5 Responses to Nationalseparatistische europäische Solidarität, die Quadratur des Kreises?

  1. Michael Alvaro sagt:

    Na ja, bekanntlich sind die englischen Tories in der ECR und soweit mir bekannt, gibt es niemanden, der die englischen Tories als Ultra-Rechte Bewegung bezeichnet. Sie sind konservativ, schön – aber ultrarechts? Nein, darauf kommt nun wahrlich niemand. Aber bei VOX offensichtlich jedermann. Da staunt der Laie und der Fachmann wundert sich!

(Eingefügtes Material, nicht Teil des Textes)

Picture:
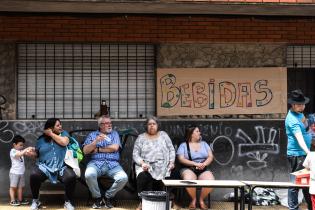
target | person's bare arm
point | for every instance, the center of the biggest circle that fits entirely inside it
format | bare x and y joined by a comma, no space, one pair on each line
300,139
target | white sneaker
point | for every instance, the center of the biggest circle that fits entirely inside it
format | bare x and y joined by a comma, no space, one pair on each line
35,204
68,206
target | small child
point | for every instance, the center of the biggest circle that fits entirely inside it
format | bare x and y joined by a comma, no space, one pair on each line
309,162
17,180
311,124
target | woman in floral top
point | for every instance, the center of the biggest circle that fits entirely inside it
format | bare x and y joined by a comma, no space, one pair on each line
154,155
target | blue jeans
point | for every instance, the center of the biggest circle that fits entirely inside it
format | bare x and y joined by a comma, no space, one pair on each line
92,172
296,163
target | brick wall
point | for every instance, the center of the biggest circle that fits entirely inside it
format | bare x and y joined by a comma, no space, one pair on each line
157,29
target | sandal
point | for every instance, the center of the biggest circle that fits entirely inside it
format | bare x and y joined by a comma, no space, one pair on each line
203,206
139,206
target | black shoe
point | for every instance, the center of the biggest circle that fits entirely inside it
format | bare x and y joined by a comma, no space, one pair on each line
98,203
108,203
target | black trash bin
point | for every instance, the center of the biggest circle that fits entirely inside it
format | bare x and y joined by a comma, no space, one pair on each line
153,200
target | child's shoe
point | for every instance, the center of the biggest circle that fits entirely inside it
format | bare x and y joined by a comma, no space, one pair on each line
24,202
15,203
35,204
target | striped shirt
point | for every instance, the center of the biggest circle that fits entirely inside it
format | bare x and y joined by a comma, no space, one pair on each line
109,158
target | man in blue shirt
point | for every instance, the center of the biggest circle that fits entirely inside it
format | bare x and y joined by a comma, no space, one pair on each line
103,145
299,143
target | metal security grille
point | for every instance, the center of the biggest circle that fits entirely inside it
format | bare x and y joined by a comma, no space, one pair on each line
301,72
69,81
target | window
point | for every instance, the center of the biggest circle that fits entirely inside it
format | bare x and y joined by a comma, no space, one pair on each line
301,71
69,81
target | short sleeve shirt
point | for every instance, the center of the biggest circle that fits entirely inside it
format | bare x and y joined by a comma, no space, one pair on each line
197,156
109,158
17,163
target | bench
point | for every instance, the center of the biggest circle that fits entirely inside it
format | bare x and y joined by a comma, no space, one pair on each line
207,183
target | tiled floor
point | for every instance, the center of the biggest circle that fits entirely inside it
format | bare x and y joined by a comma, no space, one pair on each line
128,205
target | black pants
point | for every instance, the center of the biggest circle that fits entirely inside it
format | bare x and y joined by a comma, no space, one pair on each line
296,163
145,182
68,179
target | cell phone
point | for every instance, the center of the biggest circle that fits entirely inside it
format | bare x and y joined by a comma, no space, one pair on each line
188,182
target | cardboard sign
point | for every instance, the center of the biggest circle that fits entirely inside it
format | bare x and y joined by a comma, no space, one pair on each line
221,91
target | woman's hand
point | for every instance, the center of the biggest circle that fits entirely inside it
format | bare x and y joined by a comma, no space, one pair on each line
200,166
145,166
171,166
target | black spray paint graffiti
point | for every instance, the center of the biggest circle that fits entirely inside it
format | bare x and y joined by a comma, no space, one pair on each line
259,149
6,135
3,100
29,130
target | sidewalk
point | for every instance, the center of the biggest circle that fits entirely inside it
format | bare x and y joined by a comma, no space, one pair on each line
129,205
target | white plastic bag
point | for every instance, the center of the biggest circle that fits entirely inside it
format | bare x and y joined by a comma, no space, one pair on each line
283,196
72,162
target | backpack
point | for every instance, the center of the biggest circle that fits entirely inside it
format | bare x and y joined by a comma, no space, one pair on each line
75,147
264,197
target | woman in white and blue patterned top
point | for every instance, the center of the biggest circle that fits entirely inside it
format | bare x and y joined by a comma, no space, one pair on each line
154,155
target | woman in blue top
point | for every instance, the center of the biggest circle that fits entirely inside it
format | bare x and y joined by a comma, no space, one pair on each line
50,151
195,155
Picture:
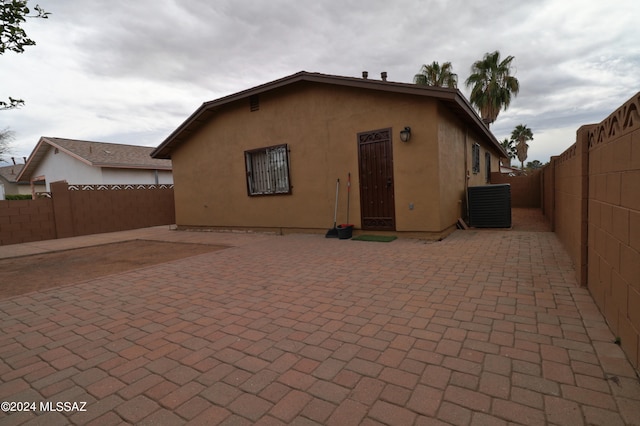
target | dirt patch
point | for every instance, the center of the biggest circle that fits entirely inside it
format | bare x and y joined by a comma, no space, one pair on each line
22,275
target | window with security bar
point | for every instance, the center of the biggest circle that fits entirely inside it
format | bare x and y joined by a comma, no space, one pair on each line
475,158
268,170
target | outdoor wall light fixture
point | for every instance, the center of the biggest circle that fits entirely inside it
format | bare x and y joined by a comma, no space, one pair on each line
405,134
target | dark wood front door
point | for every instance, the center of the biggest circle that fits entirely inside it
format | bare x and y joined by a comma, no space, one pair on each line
375,157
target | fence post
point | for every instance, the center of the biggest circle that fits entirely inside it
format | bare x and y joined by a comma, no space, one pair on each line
62,212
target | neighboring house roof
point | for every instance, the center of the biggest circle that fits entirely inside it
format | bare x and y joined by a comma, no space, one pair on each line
452,98
11,173
96,154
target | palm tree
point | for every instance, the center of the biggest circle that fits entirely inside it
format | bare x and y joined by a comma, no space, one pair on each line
493,85
522,134
436,75
509,147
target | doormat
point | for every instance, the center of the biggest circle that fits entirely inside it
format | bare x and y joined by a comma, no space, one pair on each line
378,238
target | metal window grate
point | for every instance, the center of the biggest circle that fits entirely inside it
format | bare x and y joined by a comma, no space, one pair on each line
268,171
254,103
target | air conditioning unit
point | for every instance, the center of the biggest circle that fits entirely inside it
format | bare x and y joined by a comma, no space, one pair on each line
490,206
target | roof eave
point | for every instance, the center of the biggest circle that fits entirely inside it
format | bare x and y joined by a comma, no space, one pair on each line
163,151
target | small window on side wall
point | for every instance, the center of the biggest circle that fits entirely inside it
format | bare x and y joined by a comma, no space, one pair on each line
487,167
268,171
475,158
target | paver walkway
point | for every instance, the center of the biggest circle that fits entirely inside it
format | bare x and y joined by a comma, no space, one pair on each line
483,328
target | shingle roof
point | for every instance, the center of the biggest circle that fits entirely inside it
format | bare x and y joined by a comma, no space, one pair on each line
451,98
96,154
10,173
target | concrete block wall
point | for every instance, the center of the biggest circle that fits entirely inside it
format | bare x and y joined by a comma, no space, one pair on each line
614,223
23,221
83,212
591,193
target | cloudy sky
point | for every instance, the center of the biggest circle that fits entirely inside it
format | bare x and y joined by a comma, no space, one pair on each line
130,72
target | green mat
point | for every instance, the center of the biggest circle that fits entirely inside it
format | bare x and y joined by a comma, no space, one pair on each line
378,238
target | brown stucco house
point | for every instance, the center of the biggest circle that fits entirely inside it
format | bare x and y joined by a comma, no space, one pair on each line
268,158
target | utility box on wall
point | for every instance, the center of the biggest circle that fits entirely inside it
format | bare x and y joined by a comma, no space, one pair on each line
490,206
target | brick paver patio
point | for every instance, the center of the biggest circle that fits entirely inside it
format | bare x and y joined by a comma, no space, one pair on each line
483,328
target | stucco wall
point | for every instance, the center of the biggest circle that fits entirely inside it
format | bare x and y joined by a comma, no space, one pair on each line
455,156
320,125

Zumal die englischen Tories bei näherer Betrachtung konservativere und zumal viel europafeindlichere Positionen einnehmen wie VOX. Hinsichtlich wirtschaftlichen Liberalismus steht VOX den englischen Tories in nichts nach – dürfte wohl mit ein Grund von VOX gewesen sein, sich der ECR anzuschliessen. Wer das Wahlprogramm von VOX genau liest, wird feststellen, dass VOX bei der „Identität und Demokratie“ nichts verloren hätte.

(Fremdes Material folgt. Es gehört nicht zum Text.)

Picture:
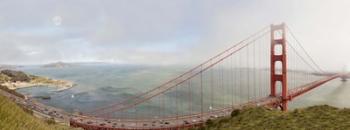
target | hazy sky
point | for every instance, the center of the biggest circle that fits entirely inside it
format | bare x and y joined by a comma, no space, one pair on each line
163,31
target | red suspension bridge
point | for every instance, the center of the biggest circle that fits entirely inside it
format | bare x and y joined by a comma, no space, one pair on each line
269,68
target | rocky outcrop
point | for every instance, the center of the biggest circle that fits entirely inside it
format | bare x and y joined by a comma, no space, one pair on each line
16,76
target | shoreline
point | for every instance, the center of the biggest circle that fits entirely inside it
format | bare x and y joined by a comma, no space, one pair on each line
61,85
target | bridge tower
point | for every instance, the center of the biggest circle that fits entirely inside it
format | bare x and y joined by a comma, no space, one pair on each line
279,57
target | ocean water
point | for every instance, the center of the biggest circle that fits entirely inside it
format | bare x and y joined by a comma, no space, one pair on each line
101,84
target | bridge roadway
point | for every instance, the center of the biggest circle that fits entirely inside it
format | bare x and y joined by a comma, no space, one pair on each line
163,123
95,123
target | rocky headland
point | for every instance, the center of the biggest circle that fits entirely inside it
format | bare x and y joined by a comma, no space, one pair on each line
17,79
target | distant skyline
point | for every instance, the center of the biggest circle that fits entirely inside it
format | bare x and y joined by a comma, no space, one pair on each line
163,32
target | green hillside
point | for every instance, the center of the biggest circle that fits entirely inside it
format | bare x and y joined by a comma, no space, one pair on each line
12,117
312,118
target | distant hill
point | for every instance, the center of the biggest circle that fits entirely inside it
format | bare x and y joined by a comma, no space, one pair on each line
12,117
3,67
311,118
58,65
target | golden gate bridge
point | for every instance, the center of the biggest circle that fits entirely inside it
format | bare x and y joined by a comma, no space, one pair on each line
269,68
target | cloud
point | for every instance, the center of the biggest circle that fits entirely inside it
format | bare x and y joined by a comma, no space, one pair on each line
162,32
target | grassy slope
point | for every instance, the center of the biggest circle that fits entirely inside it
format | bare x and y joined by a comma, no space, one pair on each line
314,118
12,117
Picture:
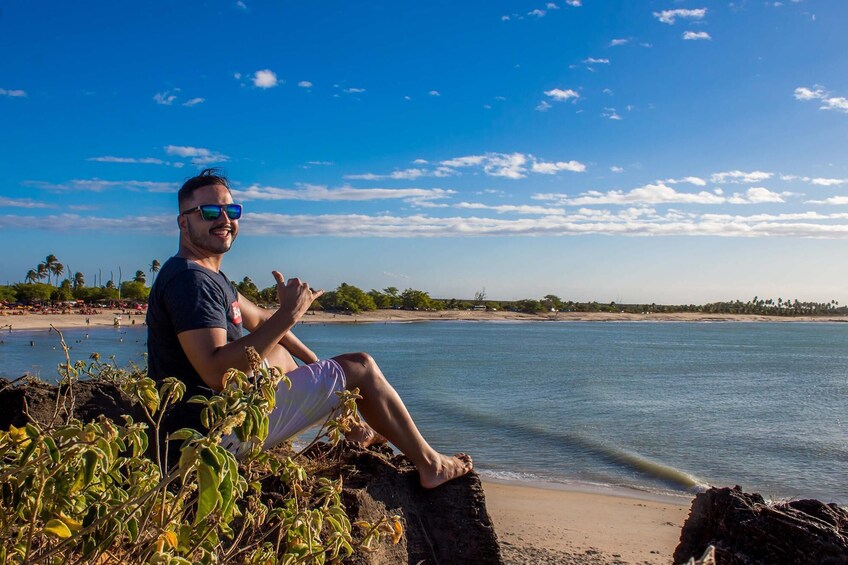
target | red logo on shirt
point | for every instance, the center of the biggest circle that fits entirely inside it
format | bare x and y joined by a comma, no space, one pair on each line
236,313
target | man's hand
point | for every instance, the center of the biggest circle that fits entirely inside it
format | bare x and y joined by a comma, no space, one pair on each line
295,295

    Natürlich versuchen Bewegungen wie die Le Pen Bewegung in Frankreich VOX für sich zu beanspruchen – bisher gelingt es ihnen aber nicht. Hinzugehen und VOX als ultrarechts zu bezeichnen ist schlicht manipulativ. Eine Manipulation, der sich die meisten spanischen Massenmedien zu Eigen gemacht haben, darauf aufbauend, dass die öffentliche Meinung in Anbetracht der Faulheit des Einzelnen denn auch leicht beeinflusst werden kann.

    Was VOX für viele Meinungsbildner etwas gefährlich erscheinen lässt, ist einzig, dass sie an veraltete und verkrustete Strukturen zu rüttelt wagt bzw. sich nicht scheut, diese in Frage zu stellen, und sich namentlich auch gegen das Diktat der politischen Korrektheit stellt.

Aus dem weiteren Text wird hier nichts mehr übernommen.